Rehabilitation and related concepts

We use words to think. The term we use alters our thinking. Words are slippery and dangerous. Consider rehabilitation, reablement, enablement, restorative care, intermediate care, transitional care. These are all words that encompass indistinguishable healthcare processes with similar goals. Further, it is probable that if you use one, your listener takes a different meaning from it than the one you intended. This consideration is not just an academic exercise. In war, major disasters occur regularly because the meaning is “lost in translation” from person to person. In healthcare, disasters do not arise, but misunderstandings may cause delays or failures in providing appropriate care. I have spent hours in meetings discussing whether a person is receiving rehabilitation (paid for by one budget) or not (paid for usually by a more stressed budget). It might centre on a carer dressing someone or helping them dress and allowing them to learn and practice.

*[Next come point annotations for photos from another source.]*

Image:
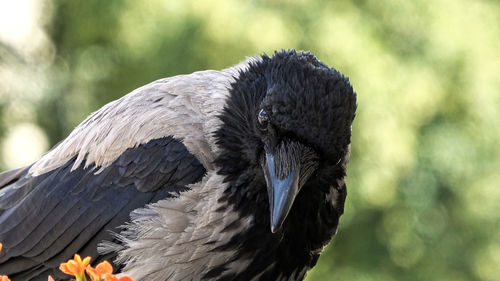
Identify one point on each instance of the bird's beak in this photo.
(282, 187)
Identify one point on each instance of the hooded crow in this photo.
(236, 174)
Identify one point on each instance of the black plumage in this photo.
(252, 183)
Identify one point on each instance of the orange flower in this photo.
(76, 267)
(97, 273)
(104, 272)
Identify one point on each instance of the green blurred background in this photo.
(424, 192)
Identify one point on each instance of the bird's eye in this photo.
(263, 119)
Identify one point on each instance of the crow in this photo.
(236, 174)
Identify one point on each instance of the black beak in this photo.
(281, 190)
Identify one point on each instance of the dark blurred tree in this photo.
(423, 178)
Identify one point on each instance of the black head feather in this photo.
(305, 102)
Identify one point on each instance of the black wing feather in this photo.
(44, 220)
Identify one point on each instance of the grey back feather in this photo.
(183, 106)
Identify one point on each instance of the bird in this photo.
(232, 174)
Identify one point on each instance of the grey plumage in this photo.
(180, 180)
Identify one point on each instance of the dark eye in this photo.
(263, 119)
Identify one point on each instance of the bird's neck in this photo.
(295, 248)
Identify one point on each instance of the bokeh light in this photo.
(423, 179)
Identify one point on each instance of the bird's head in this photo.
(288, 119)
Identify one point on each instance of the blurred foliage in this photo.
(423, 181)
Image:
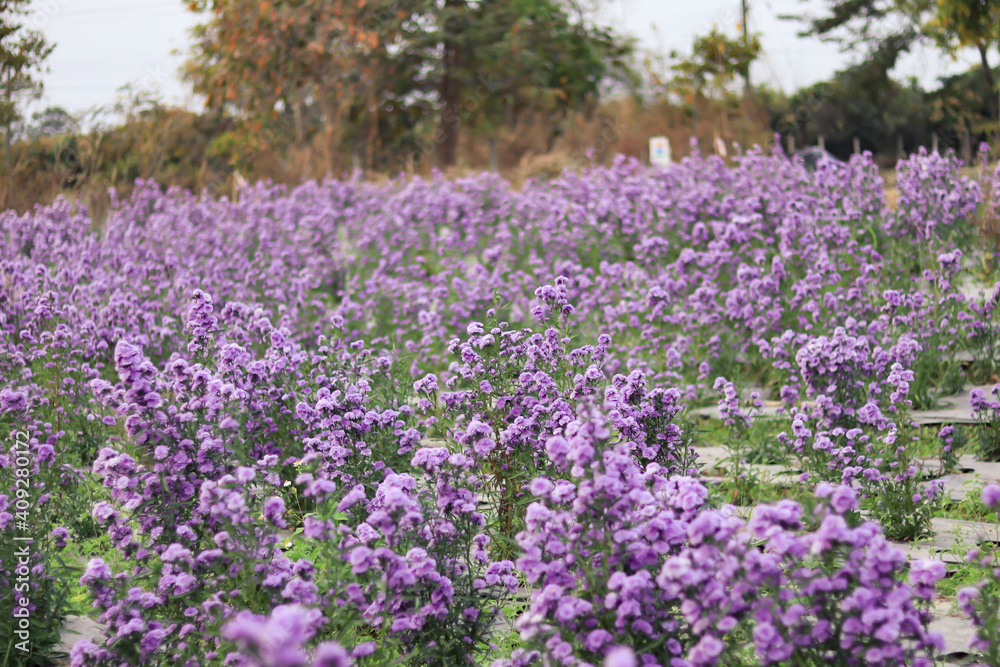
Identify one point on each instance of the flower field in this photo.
(447, 422)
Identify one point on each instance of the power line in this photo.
(112, 10)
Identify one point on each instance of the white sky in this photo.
(101, 45)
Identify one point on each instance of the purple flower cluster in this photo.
(371, 412)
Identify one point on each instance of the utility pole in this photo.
(746, 45)
(746, 75)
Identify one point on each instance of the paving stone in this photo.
(76, 628)
(956, 630)
(954, 409)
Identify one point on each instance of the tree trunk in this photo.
(297, 101)
(450, 90)
(494, 161)
(990, 86)
(331, 130)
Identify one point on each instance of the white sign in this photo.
(659, 152)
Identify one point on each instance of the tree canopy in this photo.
(412, 75)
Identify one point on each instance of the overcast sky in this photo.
(101, 45)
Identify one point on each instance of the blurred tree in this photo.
(22, 56)
(382, 68)
(860, 101)
(959, 24)
(710, 70)
(882, 30)
(50, 122)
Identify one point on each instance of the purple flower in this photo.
(991, 496)
(620, 656)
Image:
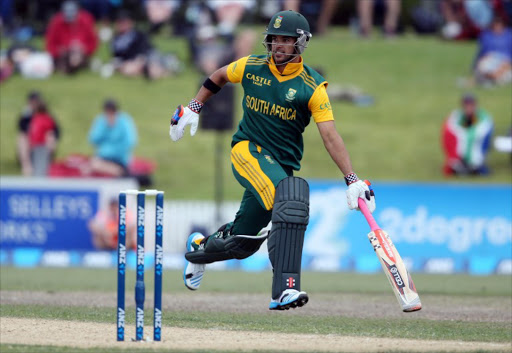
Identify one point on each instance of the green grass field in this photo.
(413, 80)
(444, 298)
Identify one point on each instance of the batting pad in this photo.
(290, 218)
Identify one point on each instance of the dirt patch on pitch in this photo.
(435, 307)
(90, 335)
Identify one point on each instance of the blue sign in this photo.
(437, 228)
(46, 219)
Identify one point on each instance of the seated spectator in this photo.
(159, 12)
(114, 135)
(42, 140)
(104, 228)
(493, 63)
(465, 19)
(365, 12)
(71, 38)
(28, 136)
(466, 138)
(318, 13)
(133, 53)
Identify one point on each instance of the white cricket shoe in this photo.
(193, 273)
(290, 298)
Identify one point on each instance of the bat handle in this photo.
(368, 215)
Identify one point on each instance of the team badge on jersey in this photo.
(277, 22)
(291, 94)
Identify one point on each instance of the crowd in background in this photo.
(73, 29)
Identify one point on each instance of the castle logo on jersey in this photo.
(258, 80)
(291, 94)
(278, 21)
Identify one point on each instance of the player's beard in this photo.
(283, 58)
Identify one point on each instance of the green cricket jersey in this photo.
(278, 107)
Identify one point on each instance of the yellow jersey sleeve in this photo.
(319, 104)
(236, 70)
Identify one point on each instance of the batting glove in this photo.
(182, 117)
(359, 189)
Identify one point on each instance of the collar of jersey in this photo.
(291, 70)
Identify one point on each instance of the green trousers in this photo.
(258, 172)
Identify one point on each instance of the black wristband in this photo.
(211, 86)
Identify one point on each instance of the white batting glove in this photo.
(182, 117)
(359, 189)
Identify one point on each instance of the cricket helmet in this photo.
(288, 23)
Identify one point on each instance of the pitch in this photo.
(74, 309)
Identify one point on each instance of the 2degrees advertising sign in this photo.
(435, 227)
(46, 219)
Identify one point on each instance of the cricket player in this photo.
(281, 94)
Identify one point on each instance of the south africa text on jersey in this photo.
(263, 107)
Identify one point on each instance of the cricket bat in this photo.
(392, 264)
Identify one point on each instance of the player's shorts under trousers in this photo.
(259, 173)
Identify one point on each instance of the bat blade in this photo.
(395, 270)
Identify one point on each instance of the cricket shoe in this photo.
(193, 273)
(290, 298)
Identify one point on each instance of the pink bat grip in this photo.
(368, 215)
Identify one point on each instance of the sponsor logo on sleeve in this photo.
(291, 94)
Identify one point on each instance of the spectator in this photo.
(493, 63)
(466, 138)
(114, 136)
(229, 13)
(134, 55)
(213, 43)
(365, 11)
(318, 13)
(71, 38)
(426, 17)
(42, 140)
(104, 228)
(465, 19)
(24, 144)
(159, 12)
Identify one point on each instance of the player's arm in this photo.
(322, 114)
(335, 146)
(189, 115)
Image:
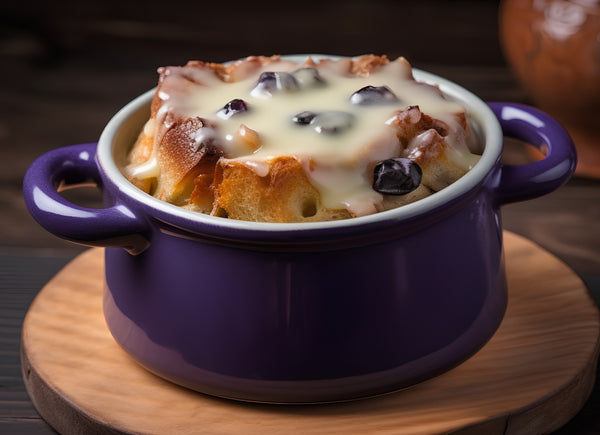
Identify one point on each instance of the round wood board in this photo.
(531, 377)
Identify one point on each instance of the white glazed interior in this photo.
(125, 126)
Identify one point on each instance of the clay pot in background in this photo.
(553, 47)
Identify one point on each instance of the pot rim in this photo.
(479, 114)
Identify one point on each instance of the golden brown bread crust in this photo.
(284, 195)
(198, 175)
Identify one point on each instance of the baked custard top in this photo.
(340, 119)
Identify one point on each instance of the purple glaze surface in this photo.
(73, 166)
(302, 313)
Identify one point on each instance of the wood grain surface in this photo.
(532, 377)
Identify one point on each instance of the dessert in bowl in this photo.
(300, 312)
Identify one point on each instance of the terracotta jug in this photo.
(553, 47)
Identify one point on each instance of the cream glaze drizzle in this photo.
(337, 164)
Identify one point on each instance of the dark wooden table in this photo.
(67, 67)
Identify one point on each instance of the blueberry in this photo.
(271, 82)
(308, 77)
(304, 118)
(370, 95)
(332, 122)
(232, 108)
(396, 176)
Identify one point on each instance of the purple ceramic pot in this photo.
(298, 313)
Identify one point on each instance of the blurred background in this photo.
(66, 67)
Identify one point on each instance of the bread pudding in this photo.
(271, 140)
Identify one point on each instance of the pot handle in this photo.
(70, 167)
(520, 182)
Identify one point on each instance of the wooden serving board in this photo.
(532, 377)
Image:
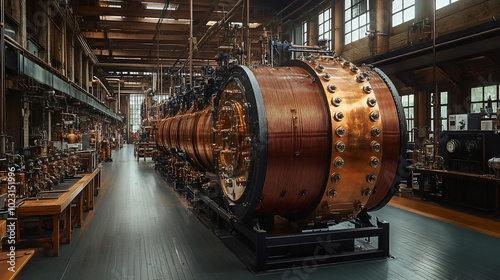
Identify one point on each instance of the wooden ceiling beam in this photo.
(131, 36)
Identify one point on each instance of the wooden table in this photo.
(22, 257)
(82, 192)
(465, 176)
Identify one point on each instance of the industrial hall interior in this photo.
(249, 139)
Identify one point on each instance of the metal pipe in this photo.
(3, 116)
(248, 42)
(118, 105)
(191, 42)
(437, 100)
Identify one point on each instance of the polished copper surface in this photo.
(356, 122)
(190, 132)
(333, 140)
(298, 140)
(391, 139)
(232, 141)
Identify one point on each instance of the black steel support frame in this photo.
(253, 245)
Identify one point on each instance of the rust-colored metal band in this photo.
(391, 139)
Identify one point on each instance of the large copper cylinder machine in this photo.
(317, 140)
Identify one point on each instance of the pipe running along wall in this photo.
(320, 139)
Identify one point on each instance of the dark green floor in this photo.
(142, 230)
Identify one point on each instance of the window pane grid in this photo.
(402, 11)
(356, 20)
(409, 110)
(325, 25)
(304, 33)
(480, 98)
(135, 111)
(443, 112)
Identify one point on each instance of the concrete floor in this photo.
(141, 229)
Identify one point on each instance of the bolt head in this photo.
(332, 88)
(340, 131)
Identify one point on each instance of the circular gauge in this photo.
(452, 146)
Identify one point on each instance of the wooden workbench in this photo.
(22, 257)
(82, 192)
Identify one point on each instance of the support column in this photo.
(338, 30)
(22, 26)
(382, 26)
(26, 124)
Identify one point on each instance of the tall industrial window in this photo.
(402, 11)
(443, 3)
(443, 113)
(135, 111)
(481, 96)
(304, 33)
(325, 25)
(409, 109)
(356, 20)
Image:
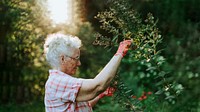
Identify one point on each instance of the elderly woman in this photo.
(63, 92)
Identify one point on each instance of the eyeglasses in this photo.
(76, 58)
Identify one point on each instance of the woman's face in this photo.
(70, 64)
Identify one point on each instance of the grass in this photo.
(25, 107)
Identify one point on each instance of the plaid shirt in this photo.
(60, 93)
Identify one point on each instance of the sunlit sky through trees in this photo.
(60, 11)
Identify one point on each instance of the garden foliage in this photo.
(144, 60)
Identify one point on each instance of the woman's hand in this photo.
(108, 92)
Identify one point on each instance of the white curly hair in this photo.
(57, 44)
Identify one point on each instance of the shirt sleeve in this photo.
(65, 88)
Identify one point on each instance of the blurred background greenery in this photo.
(24, 24)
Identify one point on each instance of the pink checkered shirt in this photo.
(60, 93)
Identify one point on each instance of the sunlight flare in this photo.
(60, 11)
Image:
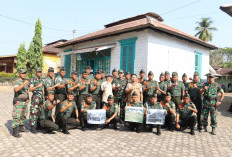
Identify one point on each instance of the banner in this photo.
(155, 116)
(96, 116)
(134, 114)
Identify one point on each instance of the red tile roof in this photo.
(146, 22)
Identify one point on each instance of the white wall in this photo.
(173, 54)
(140, 51)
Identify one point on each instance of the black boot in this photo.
(158, 130)
(16, 133)
(22, 128)
(33, 129)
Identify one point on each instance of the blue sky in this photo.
(91, 15)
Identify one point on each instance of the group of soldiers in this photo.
(61, 104)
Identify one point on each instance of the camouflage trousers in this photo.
(209, 108)
(36, 103)
(19, 113)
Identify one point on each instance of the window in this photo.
(198, 63)
(127, 54)
(67, 63)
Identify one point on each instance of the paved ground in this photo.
(114, 143)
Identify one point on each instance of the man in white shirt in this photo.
(107, 88)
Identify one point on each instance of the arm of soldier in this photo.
(193, 108)
(18, 87)
(92, 86)
(63, 107)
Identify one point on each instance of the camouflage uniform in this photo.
(85, 105)
(65, 120)
(36, 100)
(19, 104)
(209, 102)
(119, 95)
(150, 92)
(45, 117)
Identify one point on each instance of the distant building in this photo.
(140, 42)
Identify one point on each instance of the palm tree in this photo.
(204, 29)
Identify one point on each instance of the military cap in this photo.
(150, 73)
(168, 94)
(50, 69)
(120, 71)
(174, 74)
(154, 95)
(84, 72)
(187, 95)
(97, 72)
(89, 95)
(210, 75)
(114, 70)
(134, 94)
(167, 73)
(22, 71)
(70, 93)
(142, 71)
(62, 69)
(50, 92)
(184, 75)
(73, 73)
(109, 75)
(162, 74)
(110, 97)
(39, 70)
(88, 67)
(196, 73)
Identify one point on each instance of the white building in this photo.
(140, 42)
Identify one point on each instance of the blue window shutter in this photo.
(127, 54)
(67, 63)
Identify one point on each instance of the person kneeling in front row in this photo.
(111, 112)
(46, 119)
(185, 113)
(65, 120)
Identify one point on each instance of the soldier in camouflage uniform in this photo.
(210, 102)
(162, 88)
(20, 102)
(61, 89)
(135, 103)
(150, 86)
(65, 121)
(95, 89)
(111, 112)
(176, 88)
(170, 107)
(115, 75)
(194, 91)
(36, 87)
(84, 83)
(73, 86)
(153, 104)
(119, 86)
(103, 76)
(184, 80)
(186, 113)
(46, 119)
(87, 104)
(49, 84)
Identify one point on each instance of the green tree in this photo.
(35, 54)
(21, 57)
(204, 29)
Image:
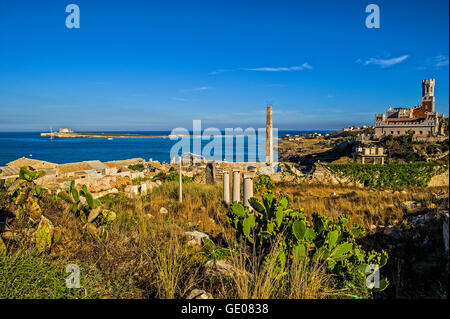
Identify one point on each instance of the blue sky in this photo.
(144, 65)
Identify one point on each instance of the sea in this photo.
(14, 145)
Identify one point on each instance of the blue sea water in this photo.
(14, 145)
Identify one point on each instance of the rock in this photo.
(8, 235)
(199, 294)
(132, 190)
(445, 232)
(2, 248)
(144, 189)
(92, 230)
(412, 207)
(220, 267)
(421, 219)
(392, 232)
(196, 237)
(93, 214)
(44, 235)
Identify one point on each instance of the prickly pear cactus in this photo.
(2, 248)
(327, 241)
(44, 235)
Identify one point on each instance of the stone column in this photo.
(226, 188)
(214, 172)
(236, 186)
(269, 136)
(248, 190)
(180, 176)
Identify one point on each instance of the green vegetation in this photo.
(263, 183)
(137, 167)
(74, 196)
(390, 175)
(33, 277)
(332, 242)
(171, 177)
(24, 193)
(139, 180)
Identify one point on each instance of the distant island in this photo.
(68, 133)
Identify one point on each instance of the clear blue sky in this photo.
(156, 65)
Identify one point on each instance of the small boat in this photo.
(51, 134)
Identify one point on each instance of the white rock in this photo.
(196, 237)
(199, 294)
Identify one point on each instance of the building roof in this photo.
(122, 163)
(80, 166)
(36, 164)
(403, 119)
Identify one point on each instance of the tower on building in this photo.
(269, 136)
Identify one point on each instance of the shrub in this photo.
(390, 175)
(263, 183)
(137, 167)
(330, 241)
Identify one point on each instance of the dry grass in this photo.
(365, 206)
(146, 257)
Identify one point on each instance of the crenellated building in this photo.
(422, 120)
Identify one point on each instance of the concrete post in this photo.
(269, 136)
(236, 186)
(180, 176)
(226, 188)
(248, 190)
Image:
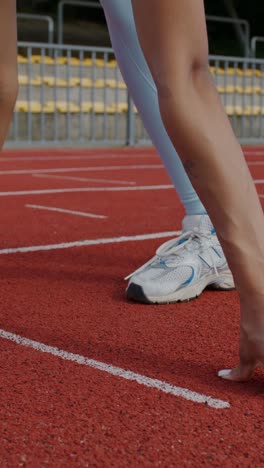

As I have pointed out more than once, it is like trying to decide if any professional is still receiving education if they go on a course or attend a lecture. (here) This page explores rehabilitation and its surrounding words.

Table of Contents

The evolution of rehabilitation

Rehabilitation derives from the medieval Latin verb, rehabilitate, which meant “to restore to former privileges”. At that time, to rehabilitate someone was to “restore the person to former privileges or reputation after a period of disfavour”. The outcome of rehabilitation was a return to previous social status. The implication is that the individual had behaved in a socially unacceptable way, not necessarily criminal. In 1850, rehabilitation referred more explicitly to a person’s moral status. for a short time.

After nearly 450 years, it suddenly acquired its modern meaning. In 1940, rehabilitation was first used concerning health, referring to returning wounded young men to a productive state.

it is the secret of the maximum cure possible for the patient. It is the process known as rehabilitation. It is not sufficient that the wound should be healed; the wounded part of the patient must be enabled to function again so that he may once more play his part in society as a worker.‥ I have appointed an adviser on rehabilitation.”

MJ MacDonald. Written reply to Parliament. Hansard. 1940

An explosion in the use of the word followed this parliamentary statement. Within five years, people applied rehabilitation to countries, land, economies, cities, and other things. It also was used about people in many contexts, such as rehabilitation of prisoners and people addicted to alcohol and other drugs.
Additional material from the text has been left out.